Lawmakers set to approve new Georgia congressional map

Lawmakers listen to streamed testimony about their congressional redistricting plan Nov. 20, 2021. (Ross Williams/Georgia Recorder)

ATLANTA (GA Recorder) — Georgia lawmakers are prepped to finish a makeover of the state’s political landscape Monday with the state House teed up to vote new congressional districts in a floor vote.

Saturday lawmakers passed a GOP-favored division of Georgia’s 14 congressional seats through the House Redistricting Committee, 10-4 on party lines.

The map is scheduled for the House Rules Committee calendar Monday, and a full vote is expected to follow. The Senate gave its approval Friday following a heated partisan debate. With new state House and Senate boundaries already passed, the congressional map is the only item left on lawmakers’ to-do list for the once-a-decade special redistricting session that started Nov. 2.

The new boundaries would shift voters across the state into new congressional districts to align with population shifts recorded in the 2020 U.S. Census. The most significant political shift comes to the people who live in Rep. Lucy McBath’s District 6 in the Atlanta suburbs, now drawn to shift northward into more conservative territory in Forsyth, Cherokee and Dawson counties. Neighboring Democratic Congresswoman Carolyn Bourdeaux is in line to pick up more Democratic voters. The likely result is for McBath to lose the territory she first won from Republicans in 2018, expanding the GOP’s majority in the state congressional delegation. The current congressional split is eight Republicans to six Democrats.

About 30 speakers signed up to weigh in virtually Saturday, but only about a third of them did, with some apparently unable to connect because of technical difficulties. All members of the public who were able to express themselves urged lawmakers to vote against the proposed maps.

Juliette Hartel was one of several McBath supporters who Zoomed in from her district.

“She has done an honorable job representing the interest of the people of Georgia, as well as the people in the 6th District,” Hartel said. “Moving her district up into a dominated GOP instead of a competitive seat where it is currently is unacceptable, as is moving Bourdeaux’ district to make it strictly Democratic instead of the more competitive seat that it is now. That is not fair.

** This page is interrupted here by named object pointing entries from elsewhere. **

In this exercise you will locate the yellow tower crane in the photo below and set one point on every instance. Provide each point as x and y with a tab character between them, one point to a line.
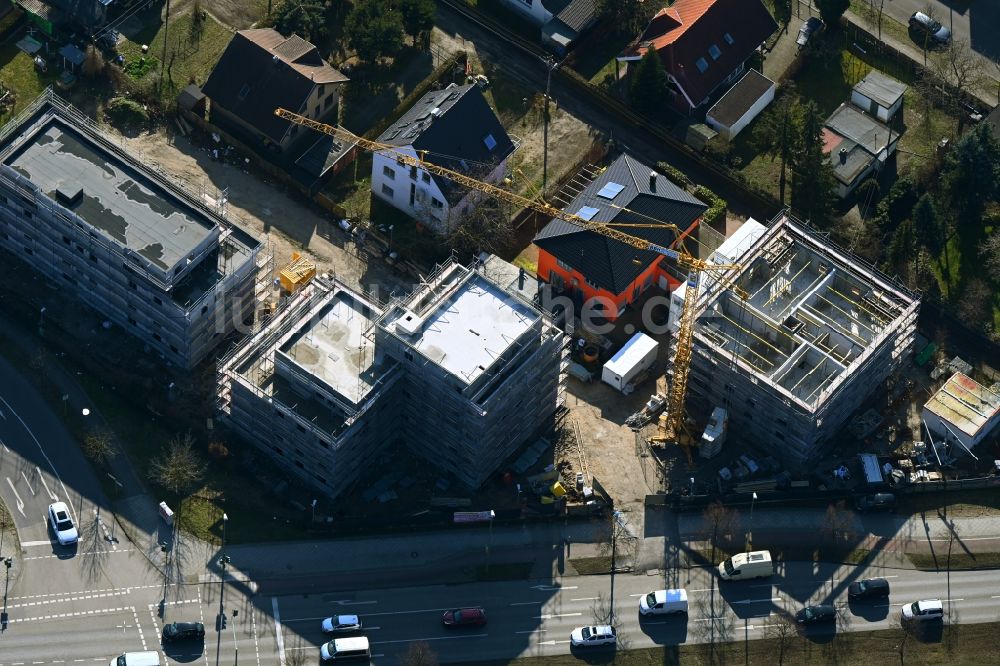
671	424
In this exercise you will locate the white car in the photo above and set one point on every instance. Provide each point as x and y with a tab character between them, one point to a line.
62	524
341	624
925	609
588	636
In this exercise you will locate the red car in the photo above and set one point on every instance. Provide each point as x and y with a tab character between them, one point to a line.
464	617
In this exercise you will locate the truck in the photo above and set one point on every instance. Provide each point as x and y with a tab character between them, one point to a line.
742	566
637	356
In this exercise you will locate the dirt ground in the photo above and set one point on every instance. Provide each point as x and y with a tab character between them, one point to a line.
265	209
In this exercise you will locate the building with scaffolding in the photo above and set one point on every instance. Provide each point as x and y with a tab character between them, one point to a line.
797	339
121	237
462	371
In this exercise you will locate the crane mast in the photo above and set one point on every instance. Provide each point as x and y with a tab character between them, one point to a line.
671	424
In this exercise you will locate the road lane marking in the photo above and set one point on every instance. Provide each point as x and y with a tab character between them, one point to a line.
51	495
432	638
39	444
20	504
32	544
279	637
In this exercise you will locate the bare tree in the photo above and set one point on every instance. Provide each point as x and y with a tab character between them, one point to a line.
873	11
955	73
781	630
419	654
99	446
719	525
178	468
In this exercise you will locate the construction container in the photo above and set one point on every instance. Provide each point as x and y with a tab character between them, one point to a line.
635	357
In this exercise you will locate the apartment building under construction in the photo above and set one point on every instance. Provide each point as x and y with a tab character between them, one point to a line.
808	335
462	371
120	236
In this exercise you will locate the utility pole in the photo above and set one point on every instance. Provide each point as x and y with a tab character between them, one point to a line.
166	30
550	65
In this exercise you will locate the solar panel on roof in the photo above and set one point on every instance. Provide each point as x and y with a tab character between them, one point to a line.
610	191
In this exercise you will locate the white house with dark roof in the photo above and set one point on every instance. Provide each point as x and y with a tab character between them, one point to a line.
454	128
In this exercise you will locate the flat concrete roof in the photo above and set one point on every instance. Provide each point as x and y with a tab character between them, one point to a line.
332	347
884	90
128	209
964	403
471	328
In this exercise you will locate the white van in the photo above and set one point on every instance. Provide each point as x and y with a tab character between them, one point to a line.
338	649
136	659
747	565
663	602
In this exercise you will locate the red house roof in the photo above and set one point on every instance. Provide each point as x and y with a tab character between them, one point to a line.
701	42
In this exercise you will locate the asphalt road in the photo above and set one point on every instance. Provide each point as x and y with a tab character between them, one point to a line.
976	22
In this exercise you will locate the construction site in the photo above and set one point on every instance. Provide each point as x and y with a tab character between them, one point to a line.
797	340
461	372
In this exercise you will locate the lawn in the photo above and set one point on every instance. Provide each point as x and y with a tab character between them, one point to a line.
193	48
18	74
966	644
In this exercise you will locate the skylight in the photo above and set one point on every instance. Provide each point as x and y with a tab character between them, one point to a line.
610	191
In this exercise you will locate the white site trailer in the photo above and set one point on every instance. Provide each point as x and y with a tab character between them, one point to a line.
637	355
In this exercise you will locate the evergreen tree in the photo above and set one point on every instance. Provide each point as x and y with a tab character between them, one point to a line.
776	134
649	85
812	175
374	29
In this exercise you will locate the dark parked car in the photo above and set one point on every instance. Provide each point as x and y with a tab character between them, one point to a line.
183	631
811	27
870	588
876	502
463	617
816	614
928	31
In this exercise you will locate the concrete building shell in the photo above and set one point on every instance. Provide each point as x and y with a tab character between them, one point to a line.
819	330
462	371
120	236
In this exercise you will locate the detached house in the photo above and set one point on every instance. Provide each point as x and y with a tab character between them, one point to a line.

It does not represent truly the voters in Georgia, and I think it’s inexcusable and reprehensible for you to do things like that.”

Another of McBath’s constituents, Mehar Nemani, said the proposed congressional map discriminates against minority voters. This is the first year since a 2013 U.S. Supreme Court ruling that Georgia hasn’t had to secure preclearance from the Justice Department to assure compliance with the federal Voting Rights Act.

“It’s appalling to see her seat be targeted like this and gerrymandered in an attempt to gain party power,” she said. “It all ties me to the question of people versus power. The current proposed maps chose power over people. This map is nothing less than a power grab.”

Acworth Republican state Rep. Ed Setzler forcefully challenged Nemani.

“With deepest respect, I would just say you’re factually wrong,” he said. “You think about the representation of other members, I represent a very diverse area, and I think I represent it with honor, I represent it with vigor, I represent all people in my area, no matter what their national origin or what their political preferences would be, and I think the suggestion that this map is a gerrymandered attack on the things she described is just factually, as a premise, wrong.”

The question of whether white conservatives can effectively represent communities of color was also raised by several residents of southwest Cobb County. The core of controversial, Rome-based Republican Congresswoman Marjorie Taylor Greene’s district will remain in northwest Georgia under the plan, but it will also stretch into the largely Black, Democratic-leaning Atlanta suburb.

Anthony Whaley is one of the Powder Springs residents who would go from being represented by Republican Congressman Barry Loudermilk to Greene if the boundaries are ultimately approved by Gov. Brian Kemp.

He compared the move to “a shotgun wedding or an abusive relative moving into my house because they have no place to go to.”

“Representative Loudermilk may not be my choice to fill the seat of the 11th District, but he’s still someone who I can communicate with and can trust to be a level-headed and reasonable representative,” Whaley said.

Greene is lionized by the right and deplored by liberals for espousing conspiracy theories and railing against what she sees as Marxism in culture and government. She’s accumulated more than $50,000 in fines for defying requirements to wear a mask on the House floor.

Another south Cobb resident, DeBorah Johnson, brought up Greene’s past remarks on the 2018 Parkland, Fla. school shooting that killed 17 people.

“I just cannot come to grips to understand how Marjorie would be a good benefit for much of minority Black and brown citizens in Cobb County, Austell and Powder Springs particularly. She has no empathy for humanity and no sympathy for the dead or the living.”

Greene agreed with social media posts that referred to school shootings as staged and mocked survivors of the shooting who pushed for stricter gun laws. In February, as she was facing removal from Congressional committees over her online behavior, she said she regrets buying into conspiracy theories and said she now believes school shootings actually occurred.